At this point, it’s important to note, that when the kernel is loaded for the first time, the MMU isn’t enabled yet, and the code is mapped to physical addresses (the execution begins at 0x470a5098). It is only later during the initialization that the MMU is enabled (once the page tables are initialized), and the addresses switch to the familiar kernel mode (with higher bits set to 1). When looking at the kernel image in a disassembler such as Ghidra, however, all code is mapped to kernel addresses. Therefore, the initialization code we were inspecting could be found at 0xfffffff0070a5098.

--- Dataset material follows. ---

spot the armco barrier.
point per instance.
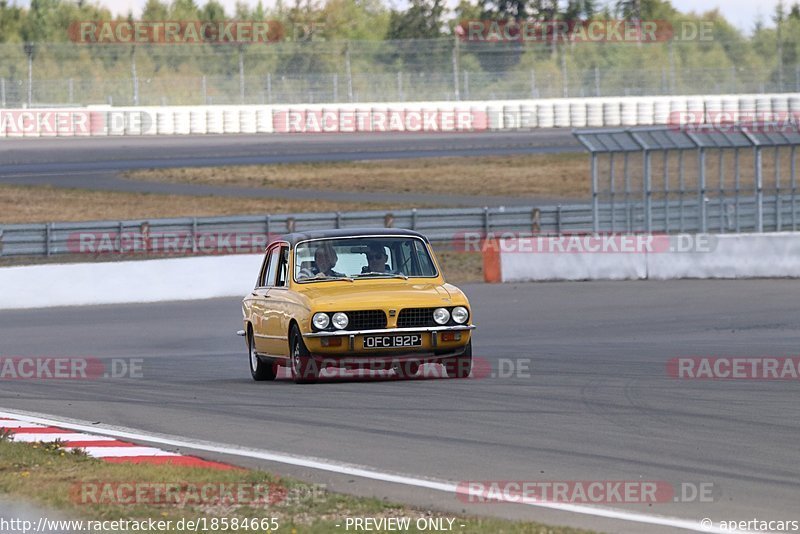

Some of the initialization code contains loops that execute many times. In order to make following the execution more effective, we used breakpoints that we set at small intervals. This let us continue the execution, instead of stepping through each instruction and loop. Using this technique, we quickly found out the exception occured at the address 0x470a72e4:

0x470a72d4     msr      vbar_el1, x0
0x470a72d8     movz     x0, 0x593d
0x470a72dc     movz     x1, 0x3454, lsl 16
0x470a72e0     orr      x0, x0, x1
0x470a72e4 ==> msr      sctlr_el1, x0
0x470a72e8     isb
0x470a72ec     movz     x0, 0
0x470a72f0     msr      tpidr_el1, x0

As we can see, at the mentioned address, the value 0x3454593d is written into the SCTLR_EL1 register. As per ARM DDI 0487, D13.2.113, this is the system control register, that provides a top level control of the system at EL0 and EL1. Its first bit is used to enable address translation via the MMU. Since the exception happens when executing this instruction (and bit 0 is set in the new value for the register), the address translation configuration was an immediate suspect.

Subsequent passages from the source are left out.